Is Hormone Therapy the Best Solution?
“What do you think I should do, Randy?”, Yolanda asked, her voice a mixture of trust, hope and worry. “Do you think I should really consider hormone replacement in light of all I have been through?”
Yolanda had come to A Mind For All Seasons with a complaint of ‘brain fog’. If you have experienced brain fog, you know exactly how disconcerting it can be! Like most people in her situation, Yolanda was not suffering enough that her daily life was upended by cognitive challenges, but she lacked the mental crispness she had always enjoyed. She harbored a private, incessant worry that her diminished memory, trouble focusing, difficulty finding words and mental sluggishness would deteriorate into dementia like it had for others in her world. As my associates and I coached her through The Enhance Protocol®, we learned that Yolanda had a history of a cancerous mass: a stage-0, high grade, estrogen and progesterone receptor-negative, ductal carcinoma in situ (DCIS) in the right breast. Fortunately, the mass was caught early enough that lumpectomy and radiation were the only recommended treatments.

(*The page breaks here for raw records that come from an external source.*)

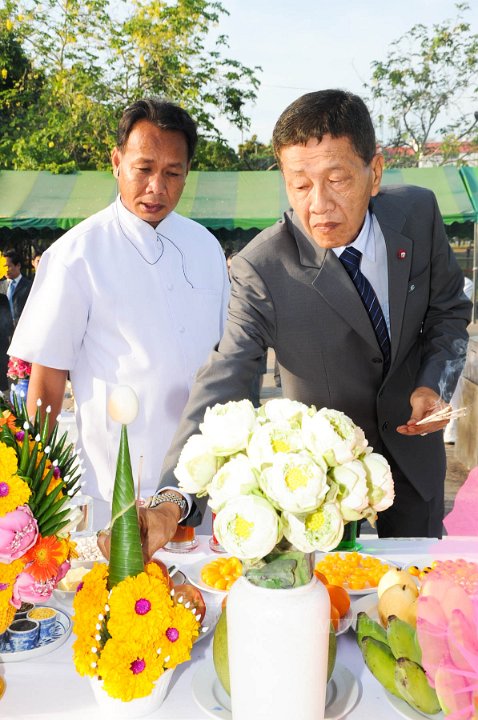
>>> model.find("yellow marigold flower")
[108,572,173,642]
[98,638,163,702]
[0,475,32,517]
[161,605,200,668]
[0,442,18,480]
[23,535,63,582]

In the years since her brush with cancer, Yolanda struggled with the typical menopausal symptoms of hot flashes, night sweats, depression, anxiety, insomnia, fatigue, and yep… brain fog! As is customary in our current medical climate, her healthcare provider warned her against the evils of hormone replacement.
Now, I found myself sitting opposite a woman who desperately wanted two good things, both of which seemed on the surface to be at odds with each other: the goal to eliminate her brain fog and the desire to avoid future showdowns with cancer.
Hundreds of similar conversations flashed through my mind as I thought of the challenging situation post-menopausal women- especially those who have had cancer- go through every day when they meet with their healthcare providers to consider the devastating effects of hormone loss and the competing desire of preventing a life-threatening cancer. Neither option seems acceptable, and there was a time I would have never hesitated to recommend avoiding hormone therapy. Better to err on the side of caution, right? But at what cost- especially considering all I had learned about the crucial role hormones play in brain functioning- let alone energy, bone health, mood, sleep and sense of wellbeing.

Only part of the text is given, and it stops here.